With cloud computing being such a new technology, there is a lot of innovation taking place. Consequently, startups have flourished (See: Archive: Startups). While some have warned of a potential meltdown reminiscent of the dotcom bubble, scrutiny of business models and technologies is more stringent now (See: Are Cloud Computing Stocks Overvalued?). The last few weeks have seen a surfeit of acquisitions of cloud computing startups.
Three of them are covered below, in chronological order.
The first acquisition on the list is network company Citrix Systems’ purchase of Cloud.com in mid-July, in a deal rumored to be worth at least $200 million and possibly going up to $500 million. Cloud.com’s product CloudStack, based on the open-source OpenStack project, allows companies to build on-premise private clouds like Amazon’s EC2 upon their traditional data centers. In addition to the intellectual property, Citrix gets access to Cloud.com’s impressive roster of customers, including Zynga (See: Zynga, the Latest Cloud Computing Success), Tata Communications, Bechtel and GoDaddy. The acquisition brought a lot of talent to Citrix, including Cloud.com CEO Sheng Liang who will continue to lead the design, architecture and technology of the CloudStack product line and report to Sameer Dholakia, group VP and GM of the newly-formed Cloud Platforms product group at Citrix.
The second deal on the list is Taiwanese hardware giant Acer’s bid for Mountain View-based iGware for $320 million plus another $75 million in performance-based payment. Acer plans to leverage iGware’s technology to deliver a new service called Acer Cloud “to serve and benefit Acer customers, and enhance brand value.” Acer said that it expects Acer Cloud to be integrated into “all Acer products, including PCs, tablets, and smart handheld devices.” Through this acquisition, Acer is making the jump from being merely a hardware provider to a company that has multiple footholds in the computing world. While this acquisition does have its possibilities, several analysts have criticized the logic behind this deal given that iGware has no big clients other than Nintendo. At the same time, Acer Chairman J.T. Wang has gone on record that Nintendo supports the deal and has agreed to pay Acer a service fee of $20 million to $30 million every year after the acquisition.

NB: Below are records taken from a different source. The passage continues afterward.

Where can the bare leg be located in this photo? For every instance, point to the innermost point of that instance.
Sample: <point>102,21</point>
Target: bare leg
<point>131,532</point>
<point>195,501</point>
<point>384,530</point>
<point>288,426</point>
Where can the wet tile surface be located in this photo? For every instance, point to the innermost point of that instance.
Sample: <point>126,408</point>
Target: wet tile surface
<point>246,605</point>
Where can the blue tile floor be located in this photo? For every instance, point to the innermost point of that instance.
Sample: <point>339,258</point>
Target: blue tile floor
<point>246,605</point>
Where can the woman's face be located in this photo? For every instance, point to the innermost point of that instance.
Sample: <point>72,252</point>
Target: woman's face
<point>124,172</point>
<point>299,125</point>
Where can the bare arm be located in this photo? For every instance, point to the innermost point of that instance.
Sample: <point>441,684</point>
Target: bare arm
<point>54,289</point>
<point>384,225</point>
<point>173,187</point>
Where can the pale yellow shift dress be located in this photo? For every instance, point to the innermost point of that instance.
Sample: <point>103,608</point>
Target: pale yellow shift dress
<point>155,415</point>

The third and final one on this list is also a Taiwanese company acquiring an American firm. Taiwanese smartphone manufacturer HTC Corporation has just announced its acquisition of Dashwire, a Seattle firm that specializes in cloud services to synchronize smartphones. While the terms of the deal have not been disclosed, a figure of $18.5 million is rumored. “Cloud services are key to delivering the promise of connected services to our customers,” said Fred Liu, HTC president of engineering and operations, in a press release. “People want access to all of their important content wherever they are on any device. The addition of Dashwire’s cutting-edge sync services and deep mobile cloud experience strengthens our ability to deliver these services in a more powerful way.” The acquisition is also expected to bolster HTC’s patent portfolio to stave off future litigation from competitors, such as the one the company is currently embroiled in with Apple.